Just a few years ago, property owners on the shorelines of the Great Lakes took measures to protect their property from high water levels. Many people installed sandbags, usually at significant cost. The sandbags were often permitted under Part 353, Sand Dunes Protection and Management, or Part 325, Great Lakes Submerged Lands, of Michigan’s Natural Resources and Environmental Protection Act. The Michigan Department of Environment, Great Lakes, and Energy (EGLE) is now requiring the removal of those sandbags, including issuing some property owners a Notice of Violation (NOV) if they have not yet removed the sandbags.
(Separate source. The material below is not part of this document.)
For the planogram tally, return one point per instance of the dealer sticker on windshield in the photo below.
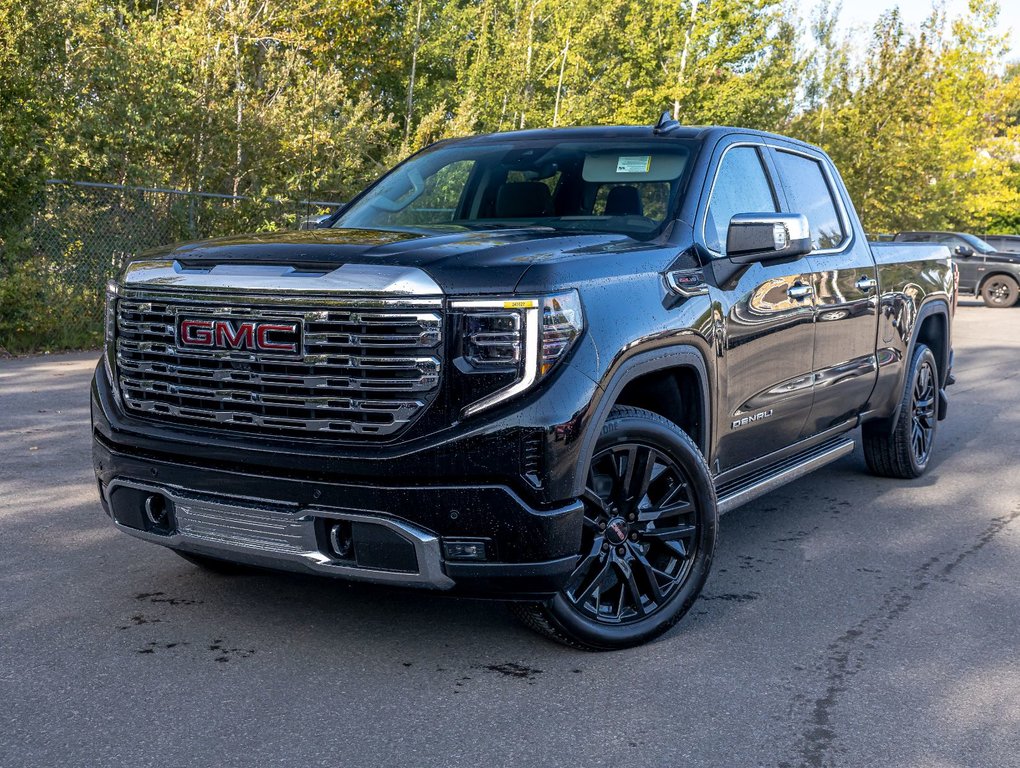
(633, 164)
EGLE’s actions in requiring the removal of sandbags has drawn criticism from many property owners. One obvious concern is that the removal of the sandbags may cause more damage to dunes and the environment than simply leaving them in place. Some property owners question the feasibility of removing sandbags, especially those that have been buried by sand or that have sunk below the surface. In some situations, structures (such as steps) have been built over sandbags. Others have concerns that water levels may rise again or that the sandbags are still actively protecting their property from eroding due to the unique geographic features of their property.
What makes the situation particularly ironic (and bothersome) for some property owners is that they did not want the sandbags in the first place. Some property owners sought permits for structures such as sea walls that would have permanently protected their property, even though such structures are far more expensive than sandbags. But EGLE denied some of those requests and instead told the property owners to install the purportedly less intrusive sandbags. Now EGLE is requiring the removal of the very solution it preferred, even though removal will certainly require disruption to the dunes while property owners with sea walls are allowed to keep their structures.